On 01.11.2017 12:34, Chesnay Schepler wrote:
We intend to change the redirection behavior such that any jobmanager 
(leading or not) can
accept requests, and communicates internally with the leader. In this 
model you could setup
the flink.domain.tld to point to any jobmanager (or distribute 
requests among them).


Would this work for you?

I believe this is targeted for 1.5.

On 31.10.2017 13:55, mrooding wrote:

Hi

We're running 3 job managers in high availability cluster mode backed by
OpenStack/Openshift. We're currently exposing all 3 job managers using 3
different routes (flink-1.domain.tld, flink-2.domain.tld,
flink-3.domain.tld).

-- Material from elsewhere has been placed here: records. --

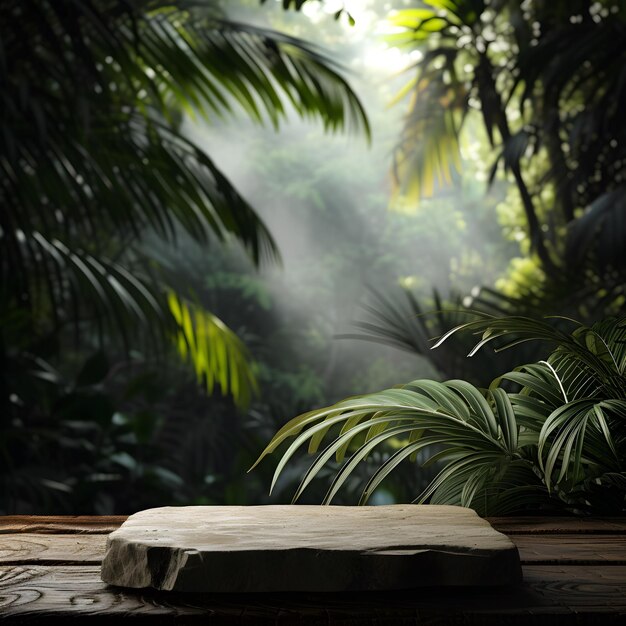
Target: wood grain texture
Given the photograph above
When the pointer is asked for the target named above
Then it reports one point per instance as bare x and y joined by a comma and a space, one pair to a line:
37, 548
551, 595
61, 524
571, 549
559, 593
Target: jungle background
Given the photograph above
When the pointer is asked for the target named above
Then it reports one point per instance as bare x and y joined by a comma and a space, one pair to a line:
192, 257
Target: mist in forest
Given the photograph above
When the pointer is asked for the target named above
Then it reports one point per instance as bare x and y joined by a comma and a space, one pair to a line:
326, 200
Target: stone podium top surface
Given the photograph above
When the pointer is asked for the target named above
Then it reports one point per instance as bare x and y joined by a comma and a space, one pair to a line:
312, 548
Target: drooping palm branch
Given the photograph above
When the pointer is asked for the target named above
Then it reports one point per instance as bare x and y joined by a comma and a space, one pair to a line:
558, 441
92, 154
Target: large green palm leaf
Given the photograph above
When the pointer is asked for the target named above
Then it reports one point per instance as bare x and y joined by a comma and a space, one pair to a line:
561, 434
92, 153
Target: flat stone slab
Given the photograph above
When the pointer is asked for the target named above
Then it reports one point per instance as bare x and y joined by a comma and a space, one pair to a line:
308, 548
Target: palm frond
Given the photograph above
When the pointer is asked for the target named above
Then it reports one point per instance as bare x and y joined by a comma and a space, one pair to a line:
500, 451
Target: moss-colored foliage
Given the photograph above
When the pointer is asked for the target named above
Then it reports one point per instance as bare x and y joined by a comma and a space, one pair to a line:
558, 441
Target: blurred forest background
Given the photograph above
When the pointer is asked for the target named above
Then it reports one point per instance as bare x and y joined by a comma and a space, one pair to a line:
218, 215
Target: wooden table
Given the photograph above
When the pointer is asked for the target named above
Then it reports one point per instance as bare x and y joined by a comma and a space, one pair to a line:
574, 573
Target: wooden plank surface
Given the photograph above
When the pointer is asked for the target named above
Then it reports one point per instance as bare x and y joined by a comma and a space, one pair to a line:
574, 573
37, 548
561, 592
63, 524
559, 525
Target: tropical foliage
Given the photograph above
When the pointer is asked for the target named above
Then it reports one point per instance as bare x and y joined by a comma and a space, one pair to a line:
548, 81
97, 165
88, 170
557, 440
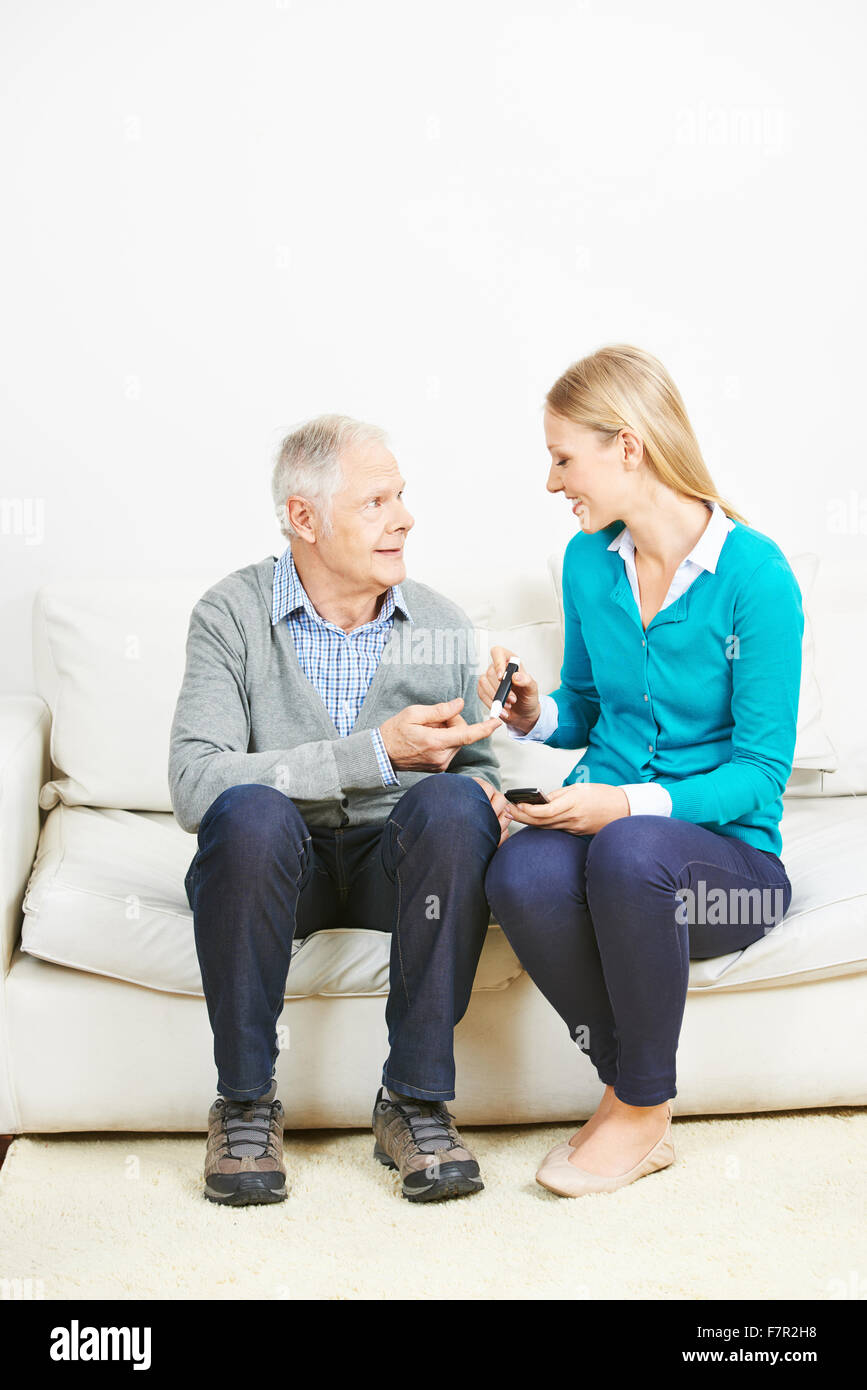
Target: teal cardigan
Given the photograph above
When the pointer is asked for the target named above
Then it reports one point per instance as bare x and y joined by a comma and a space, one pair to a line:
705, 701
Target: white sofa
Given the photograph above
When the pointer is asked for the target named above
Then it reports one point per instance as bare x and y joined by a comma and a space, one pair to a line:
103, 1023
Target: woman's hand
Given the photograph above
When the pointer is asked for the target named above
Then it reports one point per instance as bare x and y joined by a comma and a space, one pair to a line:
582, 809
521, 708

When accessing the route for a job manager which 
isn't
the leader it automatically redirects the user to the host and port 
of the
leading job manager. From what I've seen in the source code the rpc 
address
and port are being used to redirect. Since the internal hostnames are 
not

accessible outside the cluster this obviously doesn't work.

The nicest solution would be a single route (flink.domain.tld) which 
would

correctly delegate requests to the leading job manager. The second best
solution would probably be the possibility to declare a public URL in 
the

flink configuration file.

I'd be more than happy to contribute to Flink and add support for 
this but

I'd love to hear your ideas about it.